Jephe Wu - http://linuxtechres.blogspot.com
Objective: showing step by step instruction for doing non-disruptive DR test and real world DR on existing logshipping SQL server 2012 production environment
Environment: SQL server 2012 prod and DR servers replicating through logshipping, both are running on Windows 2008 R2 SP1 64bit OS, production database name is LINUXTECHRES_LIVE, application server use LINUXTECHRES to connect to database.
High Level Concept
1. disable restore job and alert job on DR SQL server
2. run command 'RESTORE DATABASE LINUXTECHRES_LIVE WITH RECOVERY' on DR SQL server new query window to bring database to online mode (refresh it to change status to remove 'restoring' after run command)
3. find out which username is being used by application server to connect to production database
4. create same username with same sid on DR sql server
5. try to login with application username and password on DR sql server with sql authentication.
6. rebuild DR database to enable logshipping again after done DR test
Steps
1. Preparation work before the actual day of DR test
3. Create application server username with password on DR SQL server so that DR application server is able to connect to DR database
sql server login on prod sql server has unique sid associated with it, you have to create username with same sid on DR side to enable the database user to be able to connect to replicated database on DR instance. each sid is associated with an SQL server instance which is unique.
run command below on prod sql server to find out sid of application user.
SELECT name, [sid] FROM sys.server_principals WHERE [type] = 's';
e.g. app user LINUXTECHRES sid is 0x5B56330D7270CE4FB396226DA772ABCD
on prod sql server, expand prod database which is being logshipping to DR site, check database users to find out which user is used for application server to connect.
run command below on DR sql server query window to create application username:
CREATE LOGIN LINUXTECHRES WITH PASSWORD = 'strong password in plaintext', sid = 0x5B56330D7270CE4FB396226DA772ABCD, DEFAULT_DATABASE=[LINUXTECHRES_LIVE], DEFAULT_LANGUAGE=[us_english], CHECK_EXPIRATION=OFF, CHECK_POLICY=ON;
GO
4. try to login to DR sql server as app user linuxtechres with sql authentication
You should encounter error message like 'cannot open user default database, login failed', because the DR database is still in restoring state which cannot be accessed.
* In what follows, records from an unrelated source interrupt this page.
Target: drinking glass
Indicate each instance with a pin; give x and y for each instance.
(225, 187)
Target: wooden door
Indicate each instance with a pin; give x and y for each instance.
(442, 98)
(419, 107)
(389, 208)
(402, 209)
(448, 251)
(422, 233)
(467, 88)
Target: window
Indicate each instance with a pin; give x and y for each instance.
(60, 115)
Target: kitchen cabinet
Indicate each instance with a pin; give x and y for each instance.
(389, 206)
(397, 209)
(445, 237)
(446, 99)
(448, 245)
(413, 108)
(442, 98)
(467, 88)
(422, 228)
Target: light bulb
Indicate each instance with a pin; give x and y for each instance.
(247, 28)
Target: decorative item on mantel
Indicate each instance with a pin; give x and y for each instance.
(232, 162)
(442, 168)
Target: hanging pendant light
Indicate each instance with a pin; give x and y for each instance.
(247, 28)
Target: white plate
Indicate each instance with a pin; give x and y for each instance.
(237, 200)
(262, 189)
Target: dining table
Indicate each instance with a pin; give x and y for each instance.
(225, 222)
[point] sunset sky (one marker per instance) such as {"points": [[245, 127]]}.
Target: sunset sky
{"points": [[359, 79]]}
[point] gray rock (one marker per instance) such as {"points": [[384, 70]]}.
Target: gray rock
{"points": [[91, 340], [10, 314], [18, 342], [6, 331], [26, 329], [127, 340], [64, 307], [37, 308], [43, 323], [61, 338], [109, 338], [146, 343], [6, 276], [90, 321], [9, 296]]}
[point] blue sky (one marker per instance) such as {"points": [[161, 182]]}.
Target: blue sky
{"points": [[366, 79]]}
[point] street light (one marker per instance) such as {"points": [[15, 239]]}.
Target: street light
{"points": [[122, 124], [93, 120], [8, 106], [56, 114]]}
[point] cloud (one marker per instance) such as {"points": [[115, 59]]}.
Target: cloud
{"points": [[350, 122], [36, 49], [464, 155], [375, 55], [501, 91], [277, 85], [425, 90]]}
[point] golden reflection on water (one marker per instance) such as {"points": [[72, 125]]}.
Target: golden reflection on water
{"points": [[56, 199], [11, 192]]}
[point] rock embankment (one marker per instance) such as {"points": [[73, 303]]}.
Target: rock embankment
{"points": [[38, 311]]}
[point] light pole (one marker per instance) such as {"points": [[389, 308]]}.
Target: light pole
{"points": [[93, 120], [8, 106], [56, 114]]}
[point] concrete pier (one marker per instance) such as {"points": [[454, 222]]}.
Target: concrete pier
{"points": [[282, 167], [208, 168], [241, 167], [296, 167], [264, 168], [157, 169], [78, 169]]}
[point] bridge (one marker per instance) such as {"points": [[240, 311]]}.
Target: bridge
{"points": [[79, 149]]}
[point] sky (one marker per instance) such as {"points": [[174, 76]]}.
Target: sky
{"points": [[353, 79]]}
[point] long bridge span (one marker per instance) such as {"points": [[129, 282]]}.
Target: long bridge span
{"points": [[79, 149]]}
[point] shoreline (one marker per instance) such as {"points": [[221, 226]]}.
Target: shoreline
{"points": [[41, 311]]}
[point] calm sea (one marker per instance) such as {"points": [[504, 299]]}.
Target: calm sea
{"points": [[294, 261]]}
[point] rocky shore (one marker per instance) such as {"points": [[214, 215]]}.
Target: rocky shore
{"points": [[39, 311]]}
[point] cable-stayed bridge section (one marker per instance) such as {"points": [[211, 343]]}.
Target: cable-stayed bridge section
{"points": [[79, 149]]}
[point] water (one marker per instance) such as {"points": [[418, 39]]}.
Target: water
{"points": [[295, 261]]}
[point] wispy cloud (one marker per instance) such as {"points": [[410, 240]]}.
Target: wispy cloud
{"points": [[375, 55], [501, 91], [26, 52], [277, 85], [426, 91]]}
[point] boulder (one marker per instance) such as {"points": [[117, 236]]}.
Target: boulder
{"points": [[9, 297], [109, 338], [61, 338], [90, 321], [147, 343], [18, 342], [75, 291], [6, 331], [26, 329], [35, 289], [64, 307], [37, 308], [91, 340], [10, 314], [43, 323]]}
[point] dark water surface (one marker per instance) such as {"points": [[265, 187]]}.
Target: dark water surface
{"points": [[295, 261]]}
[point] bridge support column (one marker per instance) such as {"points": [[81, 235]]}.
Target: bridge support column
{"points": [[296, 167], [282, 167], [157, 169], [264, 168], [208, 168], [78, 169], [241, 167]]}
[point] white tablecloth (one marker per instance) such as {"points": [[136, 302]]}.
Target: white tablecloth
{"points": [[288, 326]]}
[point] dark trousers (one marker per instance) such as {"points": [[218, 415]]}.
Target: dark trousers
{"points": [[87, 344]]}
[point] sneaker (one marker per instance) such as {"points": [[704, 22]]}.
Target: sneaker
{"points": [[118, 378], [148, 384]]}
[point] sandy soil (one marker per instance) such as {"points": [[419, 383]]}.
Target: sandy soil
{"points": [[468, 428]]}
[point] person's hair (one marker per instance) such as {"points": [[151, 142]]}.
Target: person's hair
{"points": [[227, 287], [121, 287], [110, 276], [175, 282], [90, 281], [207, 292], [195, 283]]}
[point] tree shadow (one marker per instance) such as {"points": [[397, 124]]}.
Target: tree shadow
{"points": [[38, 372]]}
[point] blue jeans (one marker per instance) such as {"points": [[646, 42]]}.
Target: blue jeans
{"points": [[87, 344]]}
Once we bring it online, you should be able to login to it.
5. Make sure the last backup transaction logfile on production server has already been copied and restored on DR site - optional
run this on prod to check last_backup file name -
select last_backup_file from msdb.dbo.log_shipping_monitor_primary
run this on DR to check last_copied_file and last_restored_file name -
select last_copied_file, last_restored_file from msdb.dbo.log_shipping_monitor_secondary
If the latest backup file has not yet been copied or restored on DR site, manually run file copy and restore job on DR server to bring all 3 filenames are same
6. break logshipping and bring DR database online
Disable restore and alert job on DR server [optional, to avoid job failure after bring DR database online ]
Run command below to bring DR database online
RESTORE DATABASE LINUXTECHRES_LIVE WITH RECOVERY
do not run 'backup log with norecovery' on primary prod db, which will be doing tail log backup, as it will change prod database status to 'restoring', We are doing non-disruptive DR test only, everything is still running independently on prod side.
7. You should be able to connect to database now
8. rebuild logshipping after DR test.
copy the latest full backup of database from prod to DR server, then run command below in SSMS query window.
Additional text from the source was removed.